【毎週ショートショート】お題:バンドを組む残像(495文字)
あの日、高校の文化祭でバンドを組んだ時に奏でた音の残像は、今も心に深く刻み込まれている。
数十年ぶりに、バンドメンバーのテルに偶然出会った。
「なぁ、またバンドしようぜ」私は思わず笑ってしまった。
「今更、楽器なんて・・もう忘れたよ」と答えると、「楽器は”楽”な”器”だろ。音がでればいいんだよ」と彼は笑った。

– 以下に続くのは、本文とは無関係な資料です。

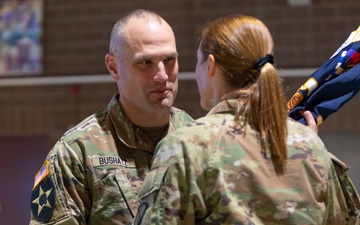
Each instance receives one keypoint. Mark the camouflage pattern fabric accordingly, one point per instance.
(93, 173)
(208, 172)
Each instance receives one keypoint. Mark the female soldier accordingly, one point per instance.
(246, 161)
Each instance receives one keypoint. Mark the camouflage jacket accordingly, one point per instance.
(88, 177)
(209, 172)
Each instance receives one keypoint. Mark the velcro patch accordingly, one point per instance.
(41, 174)
(43, 200)
(112, 161)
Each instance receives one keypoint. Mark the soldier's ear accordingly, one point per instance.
(211, 65)
(111, 64)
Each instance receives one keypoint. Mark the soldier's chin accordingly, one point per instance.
(166, 103)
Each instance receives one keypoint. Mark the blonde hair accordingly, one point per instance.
(237, 42)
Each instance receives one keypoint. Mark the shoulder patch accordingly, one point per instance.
(41, 174)
(43, 200)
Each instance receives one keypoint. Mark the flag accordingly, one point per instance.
(332, 85)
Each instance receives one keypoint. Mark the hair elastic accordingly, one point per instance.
(262, 61)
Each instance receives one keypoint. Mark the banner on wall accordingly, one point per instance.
(20, 37)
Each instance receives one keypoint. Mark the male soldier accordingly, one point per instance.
(93, 173)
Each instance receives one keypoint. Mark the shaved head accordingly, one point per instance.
(117, 38)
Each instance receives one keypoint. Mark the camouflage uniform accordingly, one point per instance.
(208, 172)
(93, 173)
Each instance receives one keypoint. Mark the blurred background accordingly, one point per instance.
(63, 78)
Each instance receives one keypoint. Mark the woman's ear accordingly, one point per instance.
(211, 65)
(110, 62)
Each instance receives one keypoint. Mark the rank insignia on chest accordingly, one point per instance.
(43, 200)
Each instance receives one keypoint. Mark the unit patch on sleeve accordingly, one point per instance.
(41, 174)
(43, 200)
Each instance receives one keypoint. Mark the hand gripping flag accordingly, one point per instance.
(332, 85)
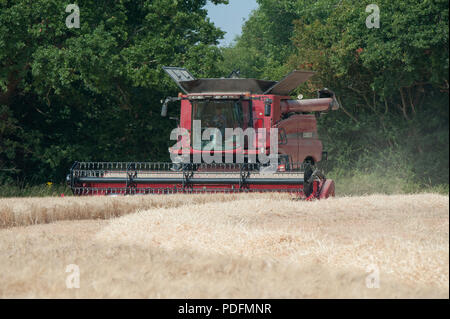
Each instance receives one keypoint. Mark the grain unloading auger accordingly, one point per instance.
(224, 163)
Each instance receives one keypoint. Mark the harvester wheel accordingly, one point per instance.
(308, 186)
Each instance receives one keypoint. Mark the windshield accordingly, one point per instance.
(221, 114)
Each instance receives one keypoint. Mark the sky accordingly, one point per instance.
(230, 18)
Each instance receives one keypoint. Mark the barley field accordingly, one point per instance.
(226, 246)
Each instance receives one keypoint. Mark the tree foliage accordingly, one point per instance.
(93, 93)
(392, 81)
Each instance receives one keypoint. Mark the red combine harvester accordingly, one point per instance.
(273, 146)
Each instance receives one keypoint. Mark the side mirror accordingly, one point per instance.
(165, 103)
(268, 107)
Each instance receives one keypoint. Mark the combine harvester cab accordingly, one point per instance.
(259, 113)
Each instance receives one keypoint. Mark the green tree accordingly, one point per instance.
(93, 93)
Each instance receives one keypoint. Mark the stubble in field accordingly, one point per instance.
(239, 247)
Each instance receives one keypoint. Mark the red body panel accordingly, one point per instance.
(300, 130)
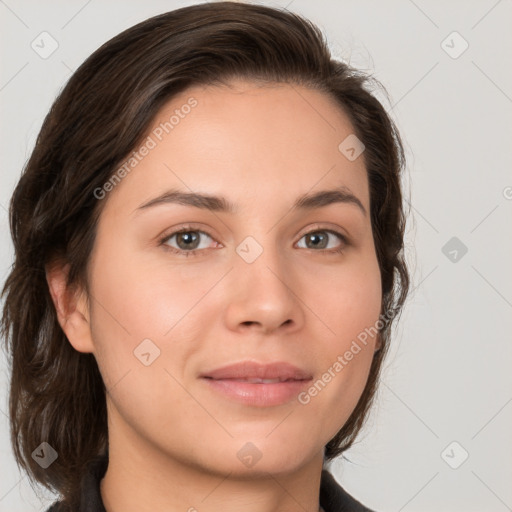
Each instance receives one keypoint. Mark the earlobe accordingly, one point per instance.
(378, 344)
(71, 307)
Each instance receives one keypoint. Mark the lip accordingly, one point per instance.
(233, 382)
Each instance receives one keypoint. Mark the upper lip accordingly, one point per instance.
(250, 370)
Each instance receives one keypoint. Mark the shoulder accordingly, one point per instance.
(333, 498)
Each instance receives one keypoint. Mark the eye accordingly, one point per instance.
(321, 238)
(187, 240)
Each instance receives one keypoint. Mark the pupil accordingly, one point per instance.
(318, 238)
(187, 237)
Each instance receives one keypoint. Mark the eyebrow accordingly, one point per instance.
(221, 204)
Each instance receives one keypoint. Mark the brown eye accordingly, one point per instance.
(320, 239)
(187, 241)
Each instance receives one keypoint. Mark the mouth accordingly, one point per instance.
(258, 385)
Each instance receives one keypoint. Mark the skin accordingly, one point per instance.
(173, 441)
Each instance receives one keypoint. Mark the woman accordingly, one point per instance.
(208, 261)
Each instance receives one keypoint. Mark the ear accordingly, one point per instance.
(378, 343)
(71, 307)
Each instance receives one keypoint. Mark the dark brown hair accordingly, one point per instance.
(56, 393)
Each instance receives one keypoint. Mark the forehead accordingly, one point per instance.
(246, 142)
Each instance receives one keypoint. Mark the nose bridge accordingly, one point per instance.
(263, 288)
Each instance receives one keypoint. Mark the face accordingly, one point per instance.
(264, 281)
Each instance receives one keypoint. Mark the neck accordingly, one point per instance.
(141, 477)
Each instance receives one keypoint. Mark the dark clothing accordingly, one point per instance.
(333, 498)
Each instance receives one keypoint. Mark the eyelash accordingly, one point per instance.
(194, 252)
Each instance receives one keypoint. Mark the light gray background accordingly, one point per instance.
(448, 375)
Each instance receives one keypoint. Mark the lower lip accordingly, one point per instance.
(262, 395)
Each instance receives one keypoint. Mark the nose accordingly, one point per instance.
(264, 296)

他のメンバーに連絡を取り、1日限りのバンドを再結成した。
名前は「休日のバンド」
ギターのテルは大工になっており、ノコギリをビョンビョン震わせて音を奏でた。キーボードの美沙は銀行員で、得意の電卓とソロバンで音を弾いた。ドラムの俊彦は大企業の中間管理職で、でっぷり太った腹に顔を描いて、腹をポンポコ叩いている。
これが「今を奏でている」音なのだ。
私はボーカルだったが、これといって芸が無いので、みんなの音に合わせて激しく踊っていた。すると、年のせいでお尻が緩くなったのか、ブーっとオナラが出てしまった。
「俺も音を出せたぞ」と私が言うと、「休日のバンドじゃなくて、ローマの休日になったな」とテルが笑い、「お踊り~屁プ・バーンだね」と美沙が付け加えた。
皆が一斉に笑った。
その笑い声は、決して消えることのない、宝物のような音だった。